From the Desk of Dr Stutts

Abbott Pediatric Medical Director

Tips for Parents of Infants With Cow’s Milk Allergy

May is National Allergy Awareness Month in the United States, but it’s always a good time to raise awareness for cow's milk allergy (CMA) in infants as well as share essential tips to help support parents. 

 

An Overview of Cow’s Milk Allergy

CMA is an immune system reaction to the protein in cow’s milk. Approximately 3% of infants and children around the world develop CMA in their first year of life,1-9 making it one of the most common food allergies found in infants.

CMA can be a result of an immature immune system or genetic factors. Common symptoms can include:

  • Skin reactions such as hives, eczema, redness around the mouth, or swelling of lips, tongue, eyes, and/or face
  • Gastrointestinal issues like vomiting, diarrhea, abdominal pain, or blood in the stool
  • Respiratory issues like coughing, wheezing, or shortness of breath
  • Other symptoms like fussiness, irritability, or refusal to feed

CMA symptoms typically appear within the first few months of an infant’s life, usually before 6 months. Symptoms can present a few days or weeks after ingesting cow’s milk protein (slow onset, non-IgE-mediated), or occur within an hour after ingestion (rapid onset, usually IgE-mediated). 

 

Post-Diagnosis Cow’s Milk Allergy Tips & Guidance for Parents

If your patient is confirmed to have CMA, here are some tips and next steps you might recommend to their parents:

  1. Dietary Management.
    • If breastfeeding: Breast milk is the ideal nutrition for infants, but it can become complicated when an infant is diagnosed with CMA. The lactating mother might consider trying a cow's milk-free diet to see if the infant’s symptoms cease or persist. Remind mothers who are breastfeeding their infants to always work with their healthcare provider when changing their diets.
    • If formula feeding: Consider a trial of specialized formula, such as hypoallergenic, extensively hydrolyzed protein-based, or soy protein-based formula.
  2.  Post-Diagnosis Symptom Resolution. Healing may take time. If the infant has protein sensitivity, parents may see improvement in tolerance within a few days of starting a hypoallergenic formula. However, it may take 4 to 6 weeks for gastrointestinal (GI) inflammation to improve. During this period, parents should monitor for improvements in symptoms such as vomiting, diarrhea, and blood in the stool. Work closely with parents to monitor their infant's progress and make any necessary adjustments to their diet.
  3.  Further Feeding Options. You may need to recommend an amino acid-based formula if symptoms persist or do not improve after 4 to 6 weeks of feeding a specialized formula.
  4.  Other Important Reminders for Parents:
    • Most infants outgrow their milk allergy in time.
    • Milk allergies are different from lactose intolerance.
    • Communication is key.

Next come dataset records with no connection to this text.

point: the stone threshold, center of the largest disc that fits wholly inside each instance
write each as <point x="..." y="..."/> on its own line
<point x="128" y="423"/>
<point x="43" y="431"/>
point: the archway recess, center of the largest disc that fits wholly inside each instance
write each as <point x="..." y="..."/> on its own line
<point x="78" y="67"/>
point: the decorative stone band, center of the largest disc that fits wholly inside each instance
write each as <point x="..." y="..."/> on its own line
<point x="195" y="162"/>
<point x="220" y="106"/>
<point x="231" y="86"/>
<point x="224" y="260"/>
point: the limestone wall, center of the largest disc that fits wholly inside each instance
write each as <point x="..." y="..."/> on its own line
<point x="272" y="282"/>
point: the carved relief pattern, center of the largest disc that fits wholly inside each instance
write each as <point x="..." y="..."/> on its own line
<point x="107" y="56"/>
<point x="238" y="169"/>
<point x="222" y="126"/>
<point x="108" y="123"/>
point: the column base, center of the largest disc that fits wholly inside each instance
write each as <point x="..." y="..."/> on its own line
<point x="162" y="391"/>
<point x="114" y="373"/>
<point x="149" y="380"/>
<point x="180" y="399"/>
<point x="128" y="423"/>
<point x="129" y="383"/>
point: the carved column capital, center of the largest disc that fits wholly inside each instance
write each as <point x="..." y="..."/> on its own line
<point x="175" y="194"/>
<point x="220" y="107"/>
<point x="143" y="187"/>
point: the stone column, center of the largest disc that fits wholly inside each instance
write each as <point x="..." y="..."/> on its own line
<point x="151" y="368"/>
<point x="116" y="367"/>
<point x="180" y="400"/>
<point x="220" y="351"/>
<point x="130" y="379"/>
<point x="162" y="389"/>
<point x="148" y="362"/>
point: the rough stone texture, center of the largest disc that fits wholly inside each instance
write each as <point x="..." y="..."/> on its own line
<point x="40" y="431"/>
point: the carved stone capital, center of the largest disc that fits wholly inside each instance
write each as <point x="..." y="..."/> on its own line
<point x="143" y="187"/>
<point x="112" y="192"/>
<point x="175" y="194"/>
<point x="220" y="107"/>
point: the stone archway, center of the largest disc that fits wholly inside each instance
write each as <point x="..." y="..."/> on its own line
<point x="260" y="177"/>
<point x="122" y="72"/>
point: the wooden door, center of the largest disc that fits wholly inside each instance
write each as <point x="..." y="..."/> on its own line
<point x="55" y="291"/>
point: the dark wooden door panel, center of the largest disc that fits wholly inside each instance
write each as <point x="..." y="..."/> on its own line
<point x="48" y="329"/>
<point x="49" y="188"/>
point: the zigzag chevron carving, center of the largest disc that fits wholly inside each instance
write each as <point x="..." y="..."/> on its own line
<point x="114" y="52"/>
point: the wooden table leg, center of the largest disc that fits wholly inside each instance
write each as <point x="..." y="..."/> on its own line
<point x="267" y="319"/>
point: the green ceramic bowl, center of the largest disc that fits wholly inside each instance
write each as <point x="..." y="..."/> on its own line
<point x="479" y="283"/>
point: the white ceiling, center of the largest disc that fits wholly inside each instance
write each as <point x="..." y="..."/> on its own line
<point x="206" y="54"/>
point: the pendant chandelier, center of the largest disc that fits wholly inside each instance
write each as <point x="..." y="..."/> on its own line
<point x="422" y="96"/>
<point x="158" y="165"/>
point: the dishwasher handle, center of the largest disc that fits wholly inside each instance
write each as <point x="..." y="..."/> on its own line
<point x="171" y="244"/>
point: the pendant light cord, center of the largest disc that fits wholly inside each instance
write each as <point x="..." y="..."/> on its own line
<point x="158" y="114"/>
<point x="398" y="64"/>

Encourage parents to share information about their infant’s food allergy with family members, day care staff members, or anyone else providing care for their child.

Avoid assuming that an infant with CMA will have other food allergies as well. Encourage parents to check with you before eliminating foods from their infant's diet.

 

The Healthcare Professional's Role in Supporting Impacted Families

Managing cow’s milk allergy can be overwhelming and difficult for parents and caregivers. You may not be able to provide immediate relief, but you can help support them throughout their experience by offering helpful tips and anticipatory guidance.

This National Allergy Month, please join me in spreading awareness of CMA and supporting parents of infants who may be impacted. 

References: 1. Kattan J. Curr Allergy Asthma Rep. 2016;16(7):47. 2. Boyce JA, et al. Nutrition. 2011;27(2):253-67. 3. Fiocchi A, et al. Pediatr Allergy Immunol. 2010;21(Suppl 21):1-125. 4. Lee AJ, et al. Asia Pac Allergy. 2013;3(1):3-14. 5. Venter C, et al. Pediatric Clinics. 2011;58(2):327-49. 6. Osborne NJ, et al. J Allergy Clin Immunol. 2011;127(3):668-76. 7. Schoemaker AA, et al. Allergy. 2015;70(8):963-72. 8. Bock S, et al. Pediatrics. 1987;79(5):683-688. 9. Gupta RS, et al. Pediatrics. 2011;128(1):e9-e17.